La démocratie athénienne était fondée sur la participation égale, directe, de tous les citoyens au pouvoir de légiférer, de juger et de gouverner. Il me semble que c’est ce qui s’apprend dans les classes Freinet. Ce n’est pas du tout notre cas comme citoyens adultes. Rarement sommes-nous tirés au sort pour être jurés d’assises. Nous n’avons pas du tout cette habitude. A Athènes, les jurys étaient très nombreux : 201 citoyens, 501 citoyens ou davantage. On écoutait les parties. Il n’y avait pas de délibéré. On votait sur la culpabilité ou l’innocence. Puis, si la culpabilité était reconnue, l’accusation et la défense proposaient une peine et le jury votait la peine. Les citoyens athéniens étaient tirés au sort pour participer aux jurys. En ce qui concerne l’exercice des charges publiques, le tirage au sort était généralement utilisé, y compris pour des responsabilités élevées : par exemple, le magistrat qui recevait les ambassadeurs et gardait les clés du trésor de la cité (l’épistate des prytanes) était tiré au sort pour 24 heures.
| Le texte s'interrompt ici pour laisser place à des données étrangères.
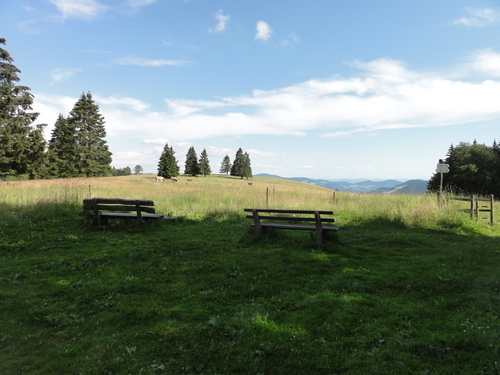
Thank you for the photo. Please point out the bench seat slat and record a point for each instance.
(142, 202)
(124, 215)
(293, 218)
(270, 210)
(128, 207)
(296, 227)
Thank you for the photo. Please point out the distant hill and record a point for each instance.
(408, 187)
(366, 187)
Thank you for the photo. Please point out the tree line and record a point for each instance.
(473, 169)
(76, 147)
(168, 166)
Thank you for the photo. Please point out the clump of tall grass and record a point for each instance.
(224, 195)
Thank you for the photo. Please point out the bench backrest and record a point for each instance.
(278, 214)
(119, 204)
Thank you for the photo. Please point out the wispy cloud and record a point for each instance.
(140, 3)
(383, 94)
(479, 17)
(129, 103)
(86, 9)
(62, 74)
(149, 62)
(221, 24)
(487, 62)
(264, 31)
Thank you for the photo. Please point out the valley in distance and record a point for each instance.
(363, 186)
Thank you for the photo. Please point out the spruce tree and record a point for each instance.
(191, 166)
(247, 168)
(95, 157)
(225, 166)
(204, 163)
(167, 165)
(238, 168)
(63, 157)
(20, 142)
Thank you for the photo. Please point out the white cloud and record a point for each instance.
(62, 74)
(264, 31)
(221, 25)
(479, 17)
(487, 62)
(140, 3)
(149, 62)
(383, 94)
(157, 141)
(134, 104)
(86, 9)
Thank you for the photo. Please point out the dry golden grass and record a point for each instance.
(221, 194)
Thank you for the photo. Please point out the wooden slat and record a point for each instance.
(123, 215)
(124, 201)
(297, 227)
(270, 210)
(106, 207)
(292, 218)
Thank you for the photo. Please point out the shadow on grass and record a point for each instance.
(207, 296)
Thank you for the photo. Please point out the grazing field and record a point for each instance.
(406, 286)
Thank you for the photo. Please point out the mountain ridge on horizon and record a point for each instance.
(414, 186)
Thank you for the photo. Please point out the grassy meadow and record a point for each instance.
(405, 287)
Pendant une journée, il était président de la République, mais pas dans le sens actuel, surtout aujourd’hui en France, où M. Sarkozy prend des décisions comme il veut, se lève le matin et décide que le samedi ne sera plus un jour de classe, tout ça avec un Parlement aux ordres. Aux Etats-Unis, on constate que M. Obama a du mal à faire passer sa réforme de l’assurance maladie auprès du Congrès. Là-bas, il y a une séparation des pouvoirs qui est bien plus effective qu'en France. Chez nous, le pouvoir est à l’Elysée. Et ça, les Athéniens auraient détesté. Ils craignaient par-dessus tout la tyrannie, parce qu’ils en avaient souffert et s’étaient révoltés contre.

Cette tradition de l’exercice direct et égal du pouvoir a été reprise à différents moments dans l’Histoire : pendant la Révolution américaine avec les town meetings, pendant la Révolution française avec les sections, les clubs et les sociétés populaires, la Commune de Paris, les Soviets de 1917 avant la prise du pouvoir par les bolcheviques, le Révolution espagnole (1936-1938), la Révolution hongroise (1956)…

Un pays en Europe conserve des traces importantes de démocratie directe : la Suisse, où ont lieu des référendums d’initiative populaire qu’on appelle votations. Des citoyens prennent l’initiative de rédiger le texte devant être soumis au peuple. Ils recueillent les signatures nécessaires (le nombre varie selon qu’il s’agit d’une votation communale, cantonale ou fédérale). Si le nombre de signatures nécessaire est réuni, les autorités sont obligées de soumettre le texte au peuple. Ces votations ne permettent pas seulement de proposer de nouvelles lois mais aussi des actes de gouvernement. C’est ainsi que les Suisses se prononceront en 2010 sur un texte initié par des citoyens et visant à empêcher l’achat par la Confédération de nouveaux avions de combat. C’est inimaginable en France, où règne le secret défense. Le gouvernement décide pour nous, et puis terminé. Même si l’on veut en savoir davantage, on nous oppose le secret défense : les archives sont fermées, et le gouvernement actuel veut étendre la secret défense à des lieux, par exemple des entreprises liées à la Défense, où les juges d’instruction ne seraient plus autorisés à pénétrer sans l’accord de la commission de levée du secret défense.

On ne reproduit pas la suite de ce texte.